We demonstrated the applications of this special purification handle in the chemical synthesis of Muc1 (mucin 1) and a series of homogeneous AFGP mimics.48–50 One of them contained 240 amino acids (35 kDa), and is, to our knowledge, the largest chemically synthesized protein decorated with glycans reported to date. Furthermore, we evaluated the antifreeze properties of these synthetic AFGP mimics with thermal hysteresis (TH) analysis and examination of the dynamic ice crystal morphology.
Results and discussion
Design of the purification/protection handle
NCL34 has been shown to be the most efficient method for ligating unprotected peptides into proteins. This reaction is based on the thio-exchange between a peptide with an N-terminal cysteine (or another beta-thio amino acid) and another peptide with a C-terminal thioester and subsequent S to N acyl transfer to yield an amide bond. With or without further desulfurization, ligations can be achieved at sites with cysteine, alanine, or other residues if a beta-thio amino acid is used in the ligation step.51–54For convergent assembly of the peptide, we designed our PPH to contain a His6 tag for purification and a photo-cleavable linker for orthogonal protection of the N-terminal cysteine (Fig. 2A). At the C-terminus, a thioester precursor is preferred because it would enable conversion to a thioester before ligations but remain inert when it is not needed. A C-terminal hydrazide was developed by Liu and co-workers,55,56 and its activation method developed by Dawson and co-workers57 can cleanly transform the hydrazide into a thioester; thus, we used C-terminal hydrazide as a thioester precursor (Fig. 2B).

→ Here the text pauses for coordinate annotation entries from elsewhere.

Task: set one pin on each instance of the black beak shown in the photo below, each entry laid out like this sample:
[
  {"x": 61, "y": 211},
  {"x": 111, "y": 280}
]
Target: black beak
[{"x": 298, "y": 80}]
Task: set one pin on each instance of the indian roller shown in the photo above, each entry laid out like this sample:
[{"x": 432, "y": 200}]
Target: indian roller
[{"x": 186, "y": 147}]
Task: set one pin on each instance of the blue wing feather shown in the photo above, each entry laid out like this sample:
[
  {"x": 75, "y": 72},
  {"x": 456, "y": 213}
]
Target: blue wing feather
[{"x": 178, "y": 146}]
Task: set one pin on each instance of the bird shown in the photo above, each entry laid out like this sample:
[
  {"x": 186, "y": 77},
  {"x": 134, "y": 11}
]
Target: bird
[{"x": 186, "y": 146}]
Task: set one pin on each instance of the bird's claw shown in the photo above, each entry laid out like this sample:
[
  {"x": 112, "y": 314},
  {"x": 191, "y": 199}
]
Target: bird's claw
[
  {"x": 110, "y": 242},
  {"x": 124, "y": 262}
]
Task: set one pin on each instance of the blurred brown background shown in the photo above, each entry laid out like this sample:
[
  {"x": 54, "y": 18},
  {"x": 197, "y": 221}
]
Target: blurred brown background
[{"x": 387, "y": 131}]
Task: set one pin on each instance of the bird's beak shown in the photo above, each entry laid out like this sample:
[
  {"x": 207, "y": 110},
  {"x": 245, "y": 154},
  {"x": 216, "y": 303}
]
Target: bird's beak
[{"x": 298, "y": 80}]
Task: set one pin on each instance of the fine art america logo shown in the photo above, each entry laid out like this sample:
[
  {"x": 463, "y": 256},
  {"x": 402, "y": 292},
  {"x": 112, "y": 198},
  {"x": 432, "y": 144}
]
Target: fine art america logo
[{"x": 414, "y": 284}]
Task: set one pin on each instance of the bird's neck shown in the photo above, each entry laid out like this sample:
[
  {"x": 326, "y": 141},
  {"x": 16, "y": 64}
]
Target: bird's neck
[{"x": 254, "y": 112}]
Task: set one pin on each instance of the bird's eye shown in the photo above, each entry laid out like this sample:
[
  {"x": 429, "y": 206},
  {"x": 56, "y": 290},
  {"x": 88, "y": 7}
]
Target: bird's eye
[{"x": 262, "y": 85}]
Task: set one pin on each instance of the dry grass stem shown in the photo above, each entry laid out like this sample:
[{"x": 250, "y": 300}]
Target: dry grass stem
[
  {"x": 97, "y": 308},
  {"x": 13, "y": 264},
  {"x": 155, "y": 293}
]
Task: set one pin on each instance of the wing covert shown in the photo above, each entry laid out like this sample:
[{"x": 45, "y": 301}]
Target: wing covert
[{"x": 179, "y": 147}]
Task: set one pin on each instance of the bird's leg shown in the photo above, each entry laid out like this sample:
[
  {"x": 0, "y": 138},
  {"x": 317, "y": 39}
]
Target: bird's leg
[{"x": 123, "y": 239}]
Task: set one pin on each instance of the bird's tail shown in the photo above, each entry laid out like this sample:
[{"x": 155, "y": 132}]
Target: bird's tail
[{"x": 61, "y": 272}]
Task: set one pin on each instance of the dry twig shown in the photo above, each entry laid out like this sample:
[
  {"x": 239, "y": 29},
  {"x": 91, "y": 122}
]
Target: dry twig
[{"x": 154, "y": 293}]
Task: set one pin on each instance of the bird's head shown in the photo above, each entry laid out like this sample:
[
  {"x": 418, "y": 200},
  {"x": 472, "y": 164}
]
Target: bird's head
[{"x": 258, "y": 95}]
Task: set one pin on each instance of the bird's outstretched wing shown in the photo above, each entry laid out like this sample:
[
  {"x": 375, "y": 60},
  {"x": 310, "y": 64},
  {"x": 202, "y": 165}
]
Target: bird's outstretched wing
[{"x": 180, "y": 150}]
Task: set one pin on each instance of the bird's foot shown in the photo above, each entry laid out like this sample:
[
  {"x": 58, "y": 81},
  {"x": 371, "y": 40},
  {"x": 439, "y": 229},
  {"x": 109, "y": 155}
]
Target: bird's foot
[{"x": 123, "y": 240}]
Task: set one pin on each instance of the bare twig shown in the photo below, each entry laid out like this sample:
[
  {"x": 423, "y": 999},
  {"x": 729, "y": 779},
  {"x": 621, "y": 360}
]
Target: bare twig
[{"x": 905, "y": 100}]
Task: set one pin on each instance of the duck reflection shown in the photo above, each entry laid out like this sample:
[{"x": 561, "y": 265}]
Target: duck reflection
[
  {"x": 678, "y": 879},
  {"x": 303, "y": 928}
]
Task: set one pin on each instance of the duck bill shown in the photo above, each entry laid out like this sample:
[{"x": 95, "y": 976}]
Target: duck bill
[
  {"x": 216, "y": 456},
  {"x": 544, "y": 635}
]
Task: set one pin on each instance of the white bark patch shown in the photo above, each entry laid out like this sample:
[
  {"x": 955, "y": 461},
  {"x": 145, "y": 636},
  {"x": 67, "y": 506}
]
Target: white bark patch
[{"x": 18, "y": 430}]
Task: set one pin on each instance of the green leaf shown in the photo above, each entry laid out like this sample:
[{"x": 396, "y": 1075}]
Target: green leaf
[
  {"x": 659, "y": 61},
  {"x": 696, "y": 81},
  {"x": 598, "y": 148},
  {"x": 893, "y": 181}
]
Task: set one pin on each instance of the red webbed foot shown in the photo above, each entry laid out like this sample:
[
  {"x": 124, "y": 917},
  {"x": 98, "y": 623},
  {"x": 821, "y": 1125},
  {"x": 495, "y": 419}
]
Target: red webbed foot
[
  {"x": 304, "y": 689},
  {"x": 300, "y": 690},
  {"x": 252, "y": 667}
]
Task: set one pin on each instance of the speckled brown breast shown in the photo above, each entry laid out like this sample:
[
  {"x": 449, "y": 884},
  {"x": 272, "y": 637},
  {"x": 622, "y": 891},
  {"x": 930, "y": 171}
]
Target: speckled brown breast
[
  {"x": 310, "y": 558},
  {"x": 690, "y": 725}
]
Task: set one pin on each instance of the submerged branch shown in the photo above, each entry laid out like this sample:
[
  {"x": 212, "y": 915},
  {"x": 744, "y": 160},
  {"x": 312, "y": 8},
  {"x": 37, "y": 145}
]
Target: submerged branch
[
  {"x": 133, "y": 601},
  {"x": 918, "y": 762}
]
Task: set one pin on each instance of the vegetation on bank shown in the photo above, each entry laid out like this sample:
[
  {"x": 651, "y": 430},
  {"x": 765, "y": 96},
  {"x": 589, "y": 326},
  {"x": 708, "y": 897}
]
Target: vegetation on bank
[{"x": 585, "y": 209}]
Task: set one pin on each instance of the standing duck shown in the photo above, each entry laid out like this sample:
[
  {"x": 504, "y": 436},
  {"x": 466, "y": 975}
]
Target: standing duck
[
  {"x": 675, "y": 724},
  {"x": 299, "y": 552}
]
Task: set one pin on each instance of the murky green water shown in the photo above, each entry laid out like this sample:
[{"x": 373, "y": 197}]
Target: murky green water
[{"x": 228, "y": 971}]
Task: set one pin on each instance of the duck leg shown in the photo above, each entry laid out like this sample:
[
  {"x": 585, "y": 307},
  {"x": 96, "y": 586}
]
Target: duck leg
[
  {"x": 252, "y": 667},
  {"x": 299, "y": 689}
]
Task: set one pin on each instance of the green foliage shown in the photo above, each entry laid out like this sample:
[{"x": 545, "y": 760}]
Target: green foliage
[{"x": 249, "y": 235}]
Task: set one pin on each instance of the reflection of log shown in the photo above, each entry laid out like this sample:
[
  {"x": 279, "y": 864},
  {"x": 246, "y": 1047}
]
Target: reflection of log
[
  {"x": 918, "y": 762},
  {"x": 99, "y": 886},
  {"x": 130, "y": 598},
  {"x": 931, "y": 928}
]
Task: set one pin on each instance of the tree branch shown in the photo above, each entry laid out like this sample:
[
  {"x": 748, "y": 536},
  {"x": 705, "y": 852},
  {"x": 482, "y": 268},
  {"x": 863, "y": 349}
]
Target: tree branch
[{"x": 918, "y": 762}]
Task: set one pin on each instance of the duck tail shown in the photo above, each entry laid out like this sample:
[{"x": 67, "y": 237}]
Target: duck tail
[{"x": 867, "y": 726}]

The synthesis of the photo-cleavable motif
The synthesis of 4 started from the tert-butyl deprotection of compound 1,58 followed by acyl chlorination and coupling with amine 2 59 to afford compound 3 (36% yield over 3 steps). Benzyl bromide 3 reacted with the thiol group of cysteine, and this was followed by Boc protection of the α-amine to yield building block 4 (64% yield over 2 steps) (Fig. 3).
Fig. 3
The synthesis of photo-cleavable building block 4.
Model peptide (Muc1)
As a proof of concept, we first used the PPH in the assembly of Muc1. Peptide segment 5a, synthesized by Fmoc-SPPS, was transformed to the corresponding thioester 5 (see Fig. 4 and the ESI†). The following NCL reaction was initiated by adjustment of the pH to 6.5 and the addition of fragment 5b, which was synthesized by Fmoc-SPPS as well (see the ESI†). This reaction reached completion in 1 h and yielded the ligation product 6a according to LC-MS monitoring (Fig. 4 and 5A). We observed that trace amounts of byproducts due to hydrolysis (5) and guanidination (5) of the thioester were formed during activation of hydrazide, according to LC-MS, and the amounts of these two byproducts slightly increased in the ligation step (Fig. 5A). The ligation mixture was then loaded on pre-equilibrated Ni-NTA beads. The thiol additive and peptide contaminants without the His6 tag, i.e., MPAA and 5b′, were removed by washing the beads with phosphate buffer at pH 6.5. These impurities might coelute with the product if HPLC or other purification methods are used, and thus purification might be difficult with traditional methods. The 6a on the beads was then eluted by washing with phosphate buffer at pH 3.0 (Fig. 4 and 5A).
Fig. 4
The synthesis process of 7c with a convergent strategy. (i) 6 M Gnd·HCl, 0.2 M Na2HPO4, 0.2 M MPAA, acac, pH 3.0, rt, 4 h; (ii) 6 M Gnd·HCl, 0.2 M Na2HPO4, TCEP, pH 6.5, 37 °C, 1 h; (iii) 6 M Gnd·HCl, 0.2 M Na2HPO4, DTT, semicarbazide hydrochloride, pH 3.0, UV light (λ = 365 nm), rt, 15 min; (iv) 6 M Gnd·HCl, 0.2 M Na2HPO4, TCEP, GSH, VA-044, pH 7.0, 65 °C, 9 h (Gnd·HCl, guanidinium hydrochloride; MPAA, mercaptophenylacetic acid; TCEP, triscarboxyethylphosphine acid; GSH, glutathione; VA-044, 2,2′-azobis-[2-(2-imidazolin-2-yl)propane] dihydrochloride; DTT, dithiothreitol).
Fig. 5
(A) Analytical HPLC results of crude 6a (top) and Ni-NTA resin purified 6a (bottom); (B) analytical HPLC results of crude 6b (top) and HPLC purified 6b (bottom); (C) analytical HPLC results of crude 7a (top) and Ni-NTA resin purified 7a (bottom); (D) analytical HPLC results of crude 7b (top) and HPLC purified 7b (bottom). HPLC conditions: detection at λ = 214 nm, gradients: 2–30% MeCN in H2O over 10 min.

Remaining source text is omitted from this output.